To maximize the duration of sensory blocking, multiple adjuvants have been introduced in daily clinical practice. Opioids and other additions (dexamethasone or dexmedetomidine) have been used for TAP block procedures.18,20,21 Nevertheless, it is documented that ropivacaine precipitates into crystal at a pH of 6.0 or above and adjuvants with TAP block might affect a patient’s recovery and this should be taken into consideration.16 However, there were no reports on the optimal dose of dexmedetomidine for TAP blocks.22 Zhang et al showed that 100 µg alone as opposed to 50 µg dexmedetomidine worked in axillary brachial block in combination with ropivacaine.23 Xu et al reported that multilevel thoracic paravertebral block using ropivacaine with 1 µg/kg dexmetomidine could enhance postoperative analgesia and improve patient’s satisfaction.24 In the interest of safety, we administered 1 µg/kg dexmedetomidine and 1 µg/kg fentanyl which is a commonly used dosage for perineural blocks with 0.375% ropivacaine in our patients. In the present study, the VAS and QoR-40 scores were similar in the three TAP groups; however, compared with fentanyl, dexmedetomidine reduced the amount of remedial analgesia required and extended the block time by nearly 1.1 hour at an average. Meanwhile, the QoR-40 scores were significantly improved with the use of dexmedetomidine. At this concentration, no toxicity was found, which is consistent with the findings of Ding et al.22 Dexmedetomidine selective acts on α2-adrenoceptor with little effect on vasoconstriction at low concentrations, while fentanyl has high lipid solubility and rapid tissue uptake which limits its effect.7 Despite this study showing promising results with the use of dexmedetomidine, the optimal dosage still needs to be further explored.

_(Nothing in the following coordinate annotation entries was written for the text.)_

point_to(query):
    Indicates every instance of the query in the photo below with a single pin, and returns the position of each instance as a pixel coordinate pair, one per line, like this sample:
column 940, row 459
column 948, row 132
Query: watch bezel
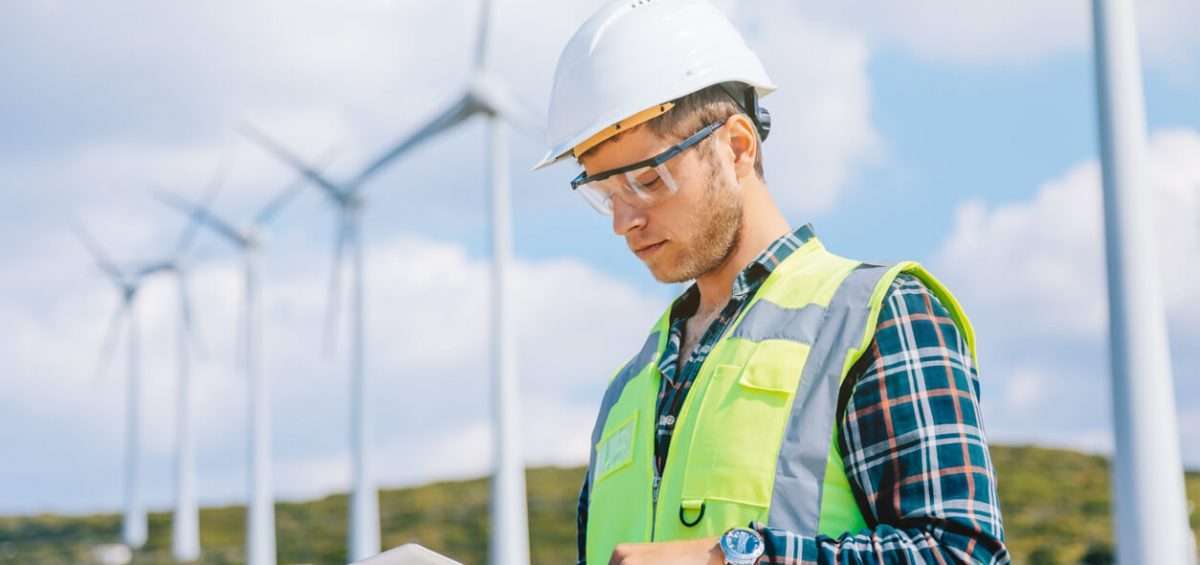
column 732, row 557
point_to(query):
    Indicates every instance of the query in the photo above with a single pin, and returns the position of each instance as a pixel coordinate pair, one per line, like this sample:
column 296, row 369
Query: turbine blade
column 210, row 192
column 93, row 247
column 201, row 215
column 288, row 157
column 285, row 196
column 449, row 118
column 485, row 16
column 498, row 98
column 111, row 336
column 333, row 308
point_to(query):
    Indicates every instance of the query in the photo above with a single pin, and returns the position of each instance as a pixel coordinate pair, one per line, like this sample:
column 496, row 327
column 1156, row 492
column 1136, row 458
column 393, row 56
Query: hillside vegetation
column 1056, row 508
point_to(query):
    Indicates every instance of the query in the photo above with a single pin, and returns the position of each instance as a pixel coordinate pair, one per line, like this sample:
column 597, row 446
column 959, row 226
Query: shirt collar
column 751, row 277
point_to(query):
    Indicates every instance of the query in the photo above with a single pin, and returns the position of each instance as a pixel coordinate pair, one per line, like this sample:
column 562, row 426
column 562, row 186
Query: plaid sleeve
column 913, row 448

The present study still has several limitations. First, we were unable to measure the onset time of TAP block because the patients did not fully recover from general anesthesia. Second, we did not assess the concentration–effect curves of dexmedetomidine and fentanyl. Finally, we did not analyze the plasma concentration of ropivacaine affected by dexmedetomidine or fentanyl.

Conclusion

Based on our findings, we suggest that TAP block is a preferable choice of multimodal analgesia for gynecological surgeries. The addition of dexmedetomidine to ropivacaine in TAP block has potential benefits for improving the quality of patient recovery, with better analgesia but lower analgesic consumption.

Data sharing statement

Since we have elaborated on the formulation and results of the various experimental groups in the manuscript, and further research is still in progress, we do not want to share the raw data obtained so far. If readers have any questions, they can send email to us directly and we will answer in detail.

Acknowledgments

The authors are grateful to Dr Zifeng Xu (International Peace Maternal and Child Health Hospital, Shanghai Jiaotong University) and Dr Ran An (Chongqing University Cancer Hospital/ Chongqing Cancer Institute) for the constructive comments on our project. This work was supported by the Foundation of National Cancer Center in China (NCC2017A06 to Bin Yang).

Author contributions

All authors contributed to data analysis, drafting and revising the article, gave final approval of the version to be published, and agree to be accountable for all aspects of the work.

Disclosure

The authors report no conflicts of interest in this work.